O imóvel, avaliado em R$ 632 milhões, está localizado no lote G do SIA e abriga a farmácia central e a oficina de órteses e próteses da Secretaria de Saúde.
O projeto de lei do governo do DF visa repassar nove imóveis públicos ao patrimônio do BRB, que registrou um prejuízo estimado em R$ 8 bilhões devido a transações malsucedidas com o Banco Master. O texto autoriza não apenas o uso dos terrenos como garantia, mas também a venda deles.
A proposta foi aprovada pela Câmara Legislativa na terça-feira (3) e deve ser sancionada pelo governador Ibaneis Rocha nesta semana.
O pedido do MP de Contas foi formalizado por meio de uma representação ao Tribunal de Contas, após o Conselho de Saúde do DF protocolar um ofício expressando contrariedade à utilização do imóvel vinculado à Secretaria de Saúde.
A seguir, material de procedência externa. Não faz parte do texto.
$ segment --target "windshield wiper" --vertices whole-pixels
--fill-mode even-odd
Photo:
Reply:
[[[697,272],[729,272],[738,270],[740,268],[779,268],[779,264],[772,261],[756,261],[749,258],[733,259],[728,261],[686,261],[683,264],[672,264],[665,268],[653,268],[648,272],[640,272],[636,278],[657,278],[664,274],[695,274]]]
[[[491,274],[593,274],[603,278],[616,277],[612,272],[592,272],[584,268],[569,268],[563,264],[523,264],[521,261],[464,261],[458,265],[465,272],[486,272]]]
Além disso, o MP de Contas requer que o governo do DF apresente: a análise prévia sobre a viabilidade técnica da desafetação do imóvel, sem prejuízo à população do DF; o laudo de avaliação do valor do imóvel e a metodologia utilizada; a comprovação da realização de oitiva da Secretaria, do Conselho de Saúde e da população, por meio de audiência pública, antes da indicação e aprovação da desafetação do imóvel; e informações sobre a existência de processos apuratórios para punir os responsáveis.
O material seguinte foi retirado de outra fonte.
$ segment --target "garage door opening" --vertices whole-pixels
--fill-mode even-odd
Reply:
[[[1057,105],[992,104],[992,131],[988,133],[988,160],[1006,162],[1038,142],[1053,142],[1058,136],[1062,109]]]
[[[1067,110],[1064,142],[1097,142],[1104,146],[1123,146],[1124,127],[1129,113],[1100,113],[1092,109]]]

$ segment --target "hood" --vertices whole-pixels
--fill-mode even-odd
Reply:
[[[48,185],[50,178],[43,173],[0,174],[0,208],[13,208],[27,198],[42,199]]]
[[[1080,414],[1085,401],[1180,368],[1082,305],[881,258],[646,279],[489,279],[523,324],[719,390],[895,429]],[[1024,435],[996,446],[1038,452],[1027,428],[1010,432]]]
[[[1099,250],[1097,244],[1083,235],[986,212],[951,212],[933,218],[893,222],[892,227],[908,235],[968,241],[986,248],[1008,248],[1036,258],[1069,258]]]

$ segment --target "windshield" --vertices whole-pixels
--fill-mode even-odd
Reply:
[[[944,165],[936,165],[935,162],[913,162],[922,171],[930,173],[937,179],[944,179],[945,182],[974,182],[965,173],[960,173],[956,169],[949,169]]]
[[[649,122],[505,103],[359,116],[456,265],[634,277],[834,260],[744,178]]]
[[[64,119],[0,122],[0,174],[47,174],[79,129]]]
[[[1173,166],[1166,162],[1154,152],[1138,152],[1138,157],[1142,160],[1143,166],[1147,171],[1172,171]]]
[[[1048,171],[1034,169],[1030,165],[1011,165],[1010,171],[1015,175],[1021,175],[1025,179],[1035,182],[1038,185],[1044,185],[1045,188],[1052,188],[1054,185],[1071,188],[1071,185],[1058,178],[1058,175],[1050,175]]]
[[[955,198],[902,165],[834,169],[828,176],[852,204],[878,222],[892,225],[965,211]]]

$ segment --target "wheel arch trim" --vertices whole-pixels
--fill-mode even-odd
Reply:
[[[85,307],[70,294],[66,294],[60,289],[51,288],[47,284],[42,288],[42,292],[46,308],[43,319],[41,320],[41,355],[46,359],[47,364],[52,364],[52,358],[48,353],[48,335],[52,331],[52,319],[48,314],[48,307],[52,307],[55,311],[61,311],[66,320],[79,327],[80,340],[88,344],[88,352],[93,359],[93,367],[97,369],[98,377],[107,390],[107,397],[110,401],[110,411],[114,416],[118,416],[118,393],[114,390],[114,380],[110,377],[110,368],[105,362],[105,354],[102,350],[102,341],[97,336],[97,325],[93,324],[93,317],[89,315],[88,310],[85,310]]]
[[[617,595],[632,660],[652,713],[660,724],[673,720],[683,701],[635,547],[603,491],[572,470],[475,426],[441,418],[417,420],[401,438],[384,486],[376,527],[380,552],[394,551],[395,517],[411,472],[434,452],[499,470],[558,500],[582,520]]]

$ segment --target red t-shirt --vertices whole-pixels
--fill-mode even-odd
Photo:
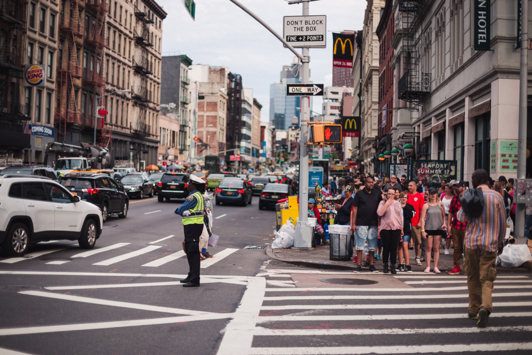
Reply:
[[[412,217],[412,227],[418,225],[419,222],[419,217],[421,215],[421,209],[425,204],[425,197],[419,192],[416,192],[414,195],[408,193],[408,200],[406,203],[412,205],[415,211],[415,214]]]

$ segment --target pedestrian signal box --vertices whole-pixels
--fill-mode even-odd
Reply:
[[[342,125],[309,122],[309,142],[313,144],[342,143]]]

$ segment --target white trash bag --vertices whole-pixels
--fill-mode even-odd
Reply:
[[[517,268],[532,260],[530,252],[525,244],[508,244],[497,257],[497,262],[500,261],[501,266],[503,268]]]
[[[281,226],[276,234],[277,238],[271,244],[272,249],[286,249],[294,245],[294,238],[296,236],[296,228],[294,224],[286,222]]]

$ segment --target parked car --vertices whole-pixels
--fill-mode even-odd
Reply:
[[[8,174],[33,175],[37,176],[46,176],[53,180],[57,180],[57,175],[55,174],[55,171],[51,166],[47,165],[8,166],[0,170],[0,175],[7,175]]]
[[[67,174],[59,183],[83,201],[96,205],[102,210],[104,222],[112,214],[126,218],[129,208],[129,198],[119,184],[105,174]]]
[[[21,256],[30,244],[56,239],[92,249],[101,235],[99,208],[48,178],[0,176],[0,245],[10,255]]]
[[[223,203],[246,206],[251,204],[253,198],[251,188],[240,179],[224,179],[216,189],[214,194],[217,205]]]
[[[153,197],[153,184],[146,173],[128,174],[122,178],[120,183],[124,185],[124,191],[129,197],[142,199],[145,195]]]
[[[186,198],[188,196],[188,174],[184,173],[164,173],[159,182],[157,200],[162,202],[171,198]]]
[[[275,208],[277,201],[282,198],[287,198],[292,193],[292,189],[286,184],[268,184],[261,192],[259,199],[259,209]]]

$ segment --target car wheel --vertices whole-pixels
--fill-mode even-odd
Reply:
[[[93,220],[87,220],[78,239],[81,249],[92,249],[96,243],[96,224]]]
[[[21,256],[28,252],[29,230],[24,223],[13,224],[7,232],[2,248],[11,256]]]
[[[101,207],[100,208],[102,209],[102,220],[104,222],[105,222],[107,221],[107,217],[109,215],[109,209],[107,207],[107,203],[103,203],[103,204],[102,205],[102,207]]]
[[[129,204],[127,201],[124,201],[122,205],[122,213],[118,215],[119,218],[126,218],[128,215],[128,209],[129,208]]]

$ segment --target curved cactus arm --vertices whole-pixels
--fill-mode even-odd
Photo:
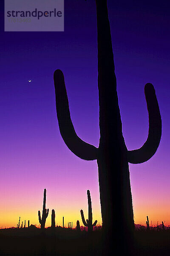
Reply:
[[[42,221],[41,221],[41,213],[40,213],[40,211],[38,211],[38,218],[39,220],[39,222],[40,224],[41,224]]]
[[[64,75],[56,70],[54,78],[56,92],[56,110],[60,131],[68,148],[76,155],[85,160],[97,158],[98,148],[82,140],[76,134],[71,119]]]
[[[85,227],[88,227],[88,225],[85,222],[85,217],[84,216],[83,211],[82,210],[80,210],[80,213],[81,216],[82,216],[82,223],[83,223],[84,225],[85,226]]]
[[[97,224],[97,220],[96,220],[96,221],[94,221],[94,223],[93,224],[92,226],[94,227],[94,226],[96,226],[96,225]]]
[[[128,151],[128,160],[131,163],[140,163],[149,160],[156,152],[159,144],[162,134],[162,121],[155,89],[151,84],[144,87],[149,128],[147,139],[138,149]]]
O projeto em tramitação oferece opções para transformar os imóveis públicos em ajuda ao BRB, incluindo a transferência direta dos imóveis para o banco ou a venda dos mesmos, com o valor sendo incorporado ao patrimônio do BRB. O documento também abre espaço para que o BRB e o governo do DF utilizem outras medidas permitidas em lei para reforçar o patrimônio do banco.
Na segunda-feira (2), foram divulgados os imóveis e seus valores especificados pela Terracap, incluindo o lote G, avaliado em R$ 632 milhões, e outros lotes com valores que variam de R$ 239 milhões a R$ 2,2 bilhões.